Guys, could you please recommend a tool for spotting a memory corruption on a production multithreaded server built with c++ and working under linux x86_64? I'm currently facing the following problem : every several hours my server crashes with a segfault and the core dump shows that error happens in malloc/calloc which is definitely a sign of memory being corrupted somewhere.
Actually I have already tried some tools without much luck. Here is my experience so far:
Valgrind is a great(I'd even say best) tool but it slows down the server too much making it unusable in production. I tried it on a stage server and it really helped me find some memory related issues but even after fixing them I still get crashes on the production server. I ran my stage server under Valgrind for several hours but still couldn't spot any serious errors.
ElectricFence is said to be a real memory hog but I couldn't even get it working properly. It segfaults almost immediately on the stage server in random weird places where Valgrind didn't show any issues at all. Maybe ElectricFence doesn't support threading well?.. I have no idea.
DUMA - same story as ElectricFence but even worse. While EF produced core dumps with readable backtraces DUMA shows me only "?????"(and yes server is built with -g flag for sure)
dmalloc - I configured the server to use it instead of standard malloc routines however it hangs after several minutes. Attaching a gdb to the process reveals it's hung somewhere in dmalloc :(
I'm gradually getting crazy and simply don't know what to do next.

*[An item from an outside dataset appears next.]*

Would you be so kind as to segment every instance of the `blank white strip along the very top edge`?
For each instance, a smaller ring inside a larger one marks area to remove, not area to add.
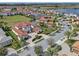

I have the following tools to be tried: mtrace, mpatrol but maybe someone has a better idea?
I'd greatly appreciate any help on this issue.
Update: I managed to find the source of the bug. However I found it on the stage server not production one using helgrind/DRD/tsan - there was a datarace between several threads which resulted in memory corruption. The key was to use proper valgrind suppressions since these tools showed too many false positives. Still I don't really know how this can be discovered on the production server without any significant slowdowns...
Yes, C/C++ memory corruption problems are tough.
I also used several times valgrind, sometimes it revealed the problem and sometimes not.
While examining valgrind output don't tend to ignore its result too fast. Sometimes after a considerable time spent, you'll see that valgrind gave you the clue on the first place, but you ignored it.
Another advise is to compare the code changes from previously known stable release. It's not a problem if you use some sort of source versioning system (e.g. svn). Examine all memory related functions (e.g. memcpy, memset, sprintf, new, delete/delete[]).
Compile your program with gcc 4.1 and the -fstack-protector-all switch. If the memory corruption is caused by stack smashing this should be able to detect it. You might need to play with some of the additional parameters of SSP.
Folks, I managed to find the source of the bug. However I found it on the stage server using helgrind/DRD/tsan - there was a datarace between several threads which resulted in memory corruption. The key was to use proper valgrind suppressions since these tools showed too many false positives. Still I don't really know how this can be discovered on the production server without any significant slowdowns...
Have you tried -fmudflap? (scroll up a few lines to see the options available).
you can try IBM purify, but i am afraid that is not opensource..
The Google Perftools --- which is Open Source --- may be of help, see the heap checker documentation.
Try this one:
http://www.hexco.de/rmdebug/
I used it extensively, its has a low impact in performance(it mostly impacts amount of ram) but the allocation algorithm is the same. Its always proven enough to find any allocation bugs. Your program will crash as soon as the bug occurs, and it will have a detailed log.
I'm not sure if it would have caught your particular bug, but the MALLOC_CHECK_ environment variable (malloc man page) turns on additional checking in the default Linux malloc implementation, and typically doesn't have a significant runtime cost.